Acute sialadenitis of the submandibular gland is the most common form of inflammation to the major salivary glands. Obstruction of the salivary duct due to sialolithiasis is the most frequent etiology of sialadenitis. Hence patients with sialolithiasis can have acute pain due to sialadenitis[6] and this was consistent with most of our cases.
Sialolithiasis is easy to diagnose on the basis of its clinical features. Occlusal radiographs are extremely useful in showing radiopaque stones unless otherwise there are radiolucent stones. Sialography is useful in patients showing signs of sialadenitis related to the radiolucent stones or deep submandibular/parotid stones. Sialography is contraindicated in acute infection or patients who are having contrast allergy.[6] Ultrasonography with a 99% accuracy is considered as a gold standard in diagnosis. Newer techniques such as scintigraphy, CT, and sialoendoscopy has revolutionized the diagnostic aspect of sialolithiasis.[7]
On the basis of a review of the literature, most of the sialolith are usually of 5 mm in maximum diameter and all the stones over 10 mm should be reported as a sialolith of unusual size.[7] Some of our cases were more than 10 mm in size and can be considered as giant sialolith.
The management of sialolith is based on its location and the symptoms associated with it. Moist warm heat application with administration of sialogogues and gland massage helps in flushing the stone out of the duct.
Most stones will respond to antibiotics, combined with simple sialolithotomy. Under regional anesthesia, once the sialolith had been located, the orifice of the salivary duct has to be surgically enlarged with a long incision. A small pressure exerted at the level of the distal ligature will provoke the discharge of the sialolith through the incision.
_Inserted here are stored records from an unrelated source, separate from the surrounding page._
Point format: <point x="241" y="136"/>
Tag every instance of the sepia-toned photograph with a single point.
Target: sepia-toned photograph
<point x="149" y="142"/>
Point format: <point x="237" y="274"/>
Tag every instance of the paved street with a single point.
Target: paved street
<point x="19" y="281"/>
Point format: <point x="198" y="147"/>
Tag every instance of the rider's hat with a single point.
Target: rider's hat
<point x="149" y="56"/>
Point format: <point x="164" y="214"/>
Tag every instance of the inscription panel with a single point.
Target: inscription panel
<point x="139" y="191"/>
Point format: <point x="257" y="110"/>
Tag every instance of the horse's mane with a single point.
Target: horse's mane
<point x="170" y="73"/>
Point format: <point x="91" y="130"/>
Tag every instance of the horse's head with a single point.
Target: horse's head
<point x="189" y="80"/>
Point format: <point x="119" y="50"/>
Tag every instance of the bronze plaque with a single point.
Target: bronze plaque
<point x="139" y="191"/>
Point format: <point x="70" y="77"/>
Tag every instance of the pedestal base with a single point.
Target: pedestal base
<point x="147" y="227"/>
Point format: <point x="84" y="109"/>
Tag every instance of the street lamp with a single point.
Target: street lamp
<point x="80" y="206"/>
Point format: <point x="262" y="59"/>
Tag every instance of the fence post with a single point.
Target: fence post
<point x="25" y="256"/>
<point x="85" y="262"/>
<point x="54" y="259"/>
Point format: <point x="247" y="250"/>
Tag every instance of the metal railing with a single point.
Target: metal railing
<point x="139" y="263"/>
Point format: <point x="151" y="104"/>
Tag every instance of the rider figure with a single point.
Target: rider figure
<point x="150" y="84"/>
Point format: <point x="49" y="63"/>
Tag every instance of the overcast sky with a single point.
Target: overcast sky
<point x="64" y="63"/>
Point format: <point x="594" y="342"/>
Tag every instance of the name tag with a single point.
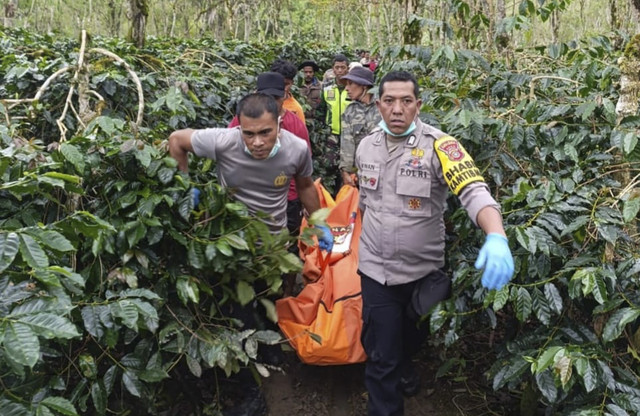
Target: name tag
<point x="369" y="175"/>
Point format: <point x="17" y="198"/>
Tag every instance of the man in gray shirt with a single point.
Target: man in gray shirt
<point x="256" y="160"/>
<point x="405" y="170"/>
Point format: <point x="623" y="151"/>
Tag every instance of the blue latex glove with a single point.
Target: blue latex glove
<point x="195" y="197"/>
<point x="496" y="260"/>
<point x="325" y="240"/>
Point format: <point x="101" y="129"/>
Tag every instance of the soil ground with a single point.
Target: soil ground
<point x="302" y="389"/>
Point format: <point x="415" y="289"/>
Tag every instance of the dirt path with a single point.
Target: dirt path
<point x="339" y="391"/>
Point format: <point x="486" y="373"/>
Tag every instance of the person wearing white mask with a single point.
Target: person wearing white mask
<point x="256" y="159"/>
<point x="359" y="119"/>
<point x="405" y="170"/>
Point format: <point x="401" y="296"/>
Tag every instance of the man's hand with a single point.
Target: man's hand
<point x="348" y="178"/>
<point x="496" y="260"/>
<point x="325" y="240"/>
<point x="195" y="197"/>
Risks of this procedure include infection and bleeding. More uniquely to this procedure is the risk of duct scarring resulting in recurrent gland swelling. There is also a small risk of numbness to the floor of mouth region. In cases of bigger stones, prior fragmentation is necessary using an external lithotriptor or laser can be used if necessary. Stenoses in the main duct are treated with metallic dilators although, balloon catheters under endoscopic control is preferred when strictures are localized or situated in peripheral areas.[8]
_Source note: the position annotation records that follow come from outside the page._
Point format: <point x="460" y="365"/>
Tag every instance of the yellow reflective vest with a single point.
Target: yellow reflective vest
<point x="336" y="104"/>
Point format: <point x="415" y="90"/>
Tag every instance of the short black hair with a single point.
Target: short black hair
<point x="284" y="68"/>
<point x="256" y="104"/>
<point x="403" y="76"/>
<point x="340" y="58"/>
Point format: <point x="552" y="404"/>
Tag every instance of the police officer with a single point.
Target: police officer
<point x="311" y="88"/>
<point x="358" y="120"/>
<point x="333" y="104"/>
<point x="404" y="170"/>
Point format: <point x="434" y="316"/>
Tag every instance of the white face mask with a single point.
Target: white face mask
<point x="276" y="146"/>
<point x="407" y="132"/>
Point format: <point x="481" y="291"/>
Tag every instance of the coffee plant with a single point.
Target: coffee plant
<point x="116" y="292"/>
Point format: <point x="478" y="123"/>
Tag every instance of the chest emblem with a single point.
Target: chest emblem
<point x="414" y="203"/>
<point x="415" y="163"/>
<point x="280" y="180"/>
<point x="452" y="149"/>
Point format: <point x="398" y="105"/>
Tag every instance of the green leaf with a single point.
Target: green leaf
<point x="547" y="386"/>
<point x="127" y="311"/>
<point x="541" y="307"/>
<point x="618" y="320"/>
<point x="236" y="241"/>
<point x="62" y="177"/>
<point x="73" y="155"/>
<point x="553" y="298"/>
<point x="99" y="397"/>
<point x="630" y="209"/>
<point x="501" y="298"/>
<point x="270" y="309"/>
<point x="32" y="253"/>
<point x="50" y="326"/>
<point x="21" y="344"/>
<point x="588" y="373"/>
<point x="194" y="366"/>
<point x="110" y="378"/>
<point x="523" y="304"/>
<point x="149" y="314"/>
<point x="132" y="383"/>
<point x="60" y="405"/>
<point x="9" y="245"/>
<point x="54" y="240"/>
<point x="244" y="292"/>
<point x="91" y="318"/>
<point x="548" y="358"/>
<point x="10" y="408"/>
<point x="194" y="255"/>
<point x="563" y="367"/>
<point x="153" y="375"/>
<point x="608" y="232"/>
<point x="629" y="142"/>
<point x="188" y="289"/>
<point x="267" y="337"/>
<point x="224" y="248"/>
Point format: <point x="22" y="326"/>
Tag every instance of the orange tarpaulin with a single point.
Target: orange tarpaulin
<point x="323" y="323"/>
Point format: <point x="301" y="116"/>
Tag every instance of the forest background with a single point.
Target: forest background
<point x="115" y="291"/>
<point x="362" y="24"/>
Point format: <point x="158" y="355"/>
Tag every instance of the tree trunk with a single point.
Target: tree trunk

Our case reports discuss sialolith presented in different sites such as submandibular gland and lingual frenum; its occurrence in a pediatric patient, and self-extrusion of a sialolith. Diagnosis of salivary calculi is mainly based on clinical symptoms and imaging. Management is by surgical means and has to be performed only after managing any infection or inflammation. Even though, surgical treatment is the mainstay treatment modality at present, minimally invasive techniques like lithotripsy will gain attention in the future.